El enlace matrimonial y la sucesión
La continuidad del apellido quedó asegurada mediante el matrimonio de Francisco con Catalina de Oscáriz. El enlace fue fruto de las capitulaciones nupciales firmadas el 13 de junio de 1604, uniendo a la casa de Añorga con el linaje de los Oscáriz de Hernani. De esta unión nacieron tres hijos que garantizaron la línea sucesoria: Joanes, quien heredaría el mayorazgo; Domingo y María Juan.
En cumplimiento de las disposiciones de su antecesor, Francisco mantuvo el vínculo y mayorazgo instituido en 1595 ante el escribano Martín de Ayerdi, asegurando que la casa y sus pertenecidos no se fragmentaran.
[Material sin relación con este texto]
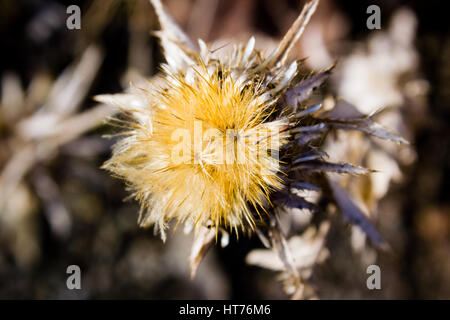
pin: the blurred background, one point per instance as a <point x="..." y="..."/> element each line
<point x="57" y="208"/>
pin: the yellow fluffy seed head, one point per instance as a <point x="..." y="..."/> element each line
<point x="207" y="153"/>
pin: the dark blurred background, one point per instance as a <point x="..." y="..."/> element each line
<point x="58" y="208"/>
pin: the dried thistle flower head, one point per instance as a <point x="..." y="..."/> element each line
<point x="220" y="138"/>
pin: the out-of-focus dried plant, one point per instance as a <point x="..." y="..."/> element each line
<point x="232" y="88"/>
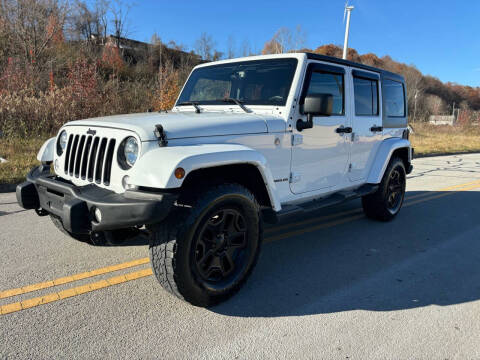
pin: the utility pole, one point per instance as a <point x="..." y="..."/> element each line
<point x="348" y="11"/>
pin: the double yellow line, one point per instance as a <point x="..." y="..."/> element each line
<point x="339" y="218"/>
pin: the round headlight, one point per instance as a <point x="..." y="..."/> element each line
<point x="130" y="151"/>
<point x="62" y="142"/>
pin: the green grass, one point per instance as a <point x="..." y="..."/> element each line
<point x="21" y="155"/>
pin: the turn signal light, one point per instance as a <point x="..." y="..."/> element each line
<point x="179" y="173"/>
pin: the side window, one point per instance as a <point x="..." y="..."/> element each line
<point x="366" y="96"/>
<point x="328" y="83"/>
<point x="394" y="98"/>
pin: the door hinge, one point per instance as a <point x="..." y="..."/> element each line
<point x="297" y="139"/>
<point x="294" y="177"/>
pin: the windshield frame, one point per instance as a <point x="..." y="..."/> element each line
<point x="293" y="60"/>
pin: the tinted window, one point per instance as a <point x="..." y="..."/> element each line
<point x="394" y="98"/>
<point x="327" y="83"/>
<point x="264" y="82"/>
<point x="366" y="96"/>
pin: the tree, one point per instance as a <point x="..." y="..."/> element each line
<point x="231" y="47"/>
<point x="284" y="40"/>
<point x="246" y="48"/>
<point x="119" y="12"/>
<point x="89" y="23"/>
<point x="204" y="46"/>
<point x="30" y="24"/>
<point x="436" y="105"/>
<point x="415" y="87"/>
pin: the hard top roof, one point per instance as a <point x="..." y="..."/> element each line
<point x="335" y="60"/>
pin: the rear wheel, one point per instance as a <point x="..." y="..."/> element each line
<point x="387" y="201"/>
<point x="204" y="255"/>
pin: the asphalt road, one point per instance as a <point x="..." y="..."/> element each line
<point x="333" y="285"/>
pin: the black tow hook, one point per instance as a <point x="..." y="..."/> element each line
<point x="113" y="237"/>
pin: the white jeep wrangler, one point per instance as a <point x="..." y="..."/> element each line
<point x="248" y="140"/>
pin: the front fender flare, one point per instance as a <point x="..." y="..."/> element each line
<point x="47" y="151"/>
<point x="384" y="154"/>
<point x="156" y="168"/>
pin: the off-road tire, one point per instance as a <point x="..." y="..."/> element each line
<point x="59" y="225"/>
<point x="376" y="205"/>
<point x="171" y="243"/>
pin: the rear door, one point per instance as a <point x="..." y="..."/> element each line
<point x="366" y="124"/>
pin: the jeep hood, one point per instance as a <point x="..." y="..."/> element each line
<point x="179" y="125"/>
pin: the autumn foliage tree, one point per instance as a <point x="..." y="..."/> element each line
<point x="167" y="91"/>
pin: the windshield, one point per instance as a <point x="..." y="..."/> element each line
<point x="262" y="82"/>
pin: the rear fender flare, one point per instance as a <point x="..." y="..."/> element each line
<point x="384" y="154"/>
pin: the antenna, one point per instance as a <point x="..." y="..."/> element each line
<point x="345" y="11"/>
<point x="348" y="12"/>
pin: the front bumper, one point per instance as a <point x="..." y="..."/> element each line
<point x="75" y="205"/>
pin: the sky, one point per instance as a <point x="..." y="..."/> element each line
<point x="441" y="38"/>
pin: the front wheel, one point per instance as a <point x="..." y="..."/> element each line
<point x="387" y="201"/>
<point x="205" y="254"/>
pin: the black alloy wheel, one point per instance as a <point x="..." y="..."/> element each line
<point x="220" y="250"/>
<point x="395" y="190"/>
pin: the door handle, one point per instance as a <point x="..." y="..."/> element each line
<point x="343" y="130"/>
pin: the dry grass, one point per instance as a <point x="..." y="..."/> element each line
<point x="427" y="139"/>
<point x="430" y="139"/>
<point x="21" y="155"/>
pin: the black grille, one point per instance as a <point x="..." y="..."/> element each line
<point x="89" y="157"/>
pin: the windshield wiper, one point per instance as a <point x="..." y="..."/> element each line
<point x="193" y="103"/>
<point x="236" y="101"/>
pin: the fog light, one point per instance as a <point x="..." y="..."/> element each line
<point x="125" y="181"/>
<point x="97" y="214"/>
<point x="179" y="173"/>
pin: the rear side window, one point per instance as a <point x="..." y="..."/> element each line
<point x="366" y="96"/>
<point x="328" y="83"/>
<point x="394" y="98"/>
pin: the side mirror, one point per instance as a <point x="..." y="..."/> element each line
<point x="315" y="105"/>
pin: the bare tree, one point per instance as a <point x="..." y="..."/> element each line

Alianzas familiares y dotes
La capacidad de gestión de Francisco se manifestó también en el matrimonio de su hermana, María Juan de Añorga, con Juan de Ollo (hijo de Sebastián de Ollo y María Pérez de Sasoeta). En las capitulaciones firmadas el 20 de julio de 1613 ante Nicolás de Ayerdi, Francisco se comprometió a dotar a su hermana con bienes significativos, lo que le obligó a recurrir a la venta de montes jarales de la familia:
- Dote económica: 230 ducados.
- Ajuar doméstico: Cuatro camas nuevas de pluma.
- Platería: Una taza de plata valorada en 14 ducados.
Privilegios y honras en San Sebastián el Antiguo
Fiel a la tradición de su linaje, Francisco custodió los derechos honoríficos de la familia en la parroquia de San Sebastián el Antiguo. Como «parroquiano antiguo» y fundador, mantuvo el uso de las dos sepulturas principales y el asiento de blasón en el primer banco del lado de la epístola, compartiendo este espacio de honor con la casa de Aramburu.
Disposiciones finales (1625)
Francisco de Añorga falleció en 1625. Poco antes, el 27 de enero de ese mismo año, otorgó su testamento en Hernani ante Nicolás de Ayerdi. En dicho documento, además de legar las legítimas correspondientes a sus hijos menores (200 ducados para María Juan y otros 200 para Domingo), nombró a su primogénito Joanes como heredero universal, mejorándolo en el tercio y el quinto de sus bienes.
Asimismo, dispuso que su viuda, Catalina de Oscáriz, conservara el derecho de habitación y sustento en la Casa Solar. Sus restos fueron inhumados en la sepultura principal de la familia en el presbiterio de la iglesia del Antiguo.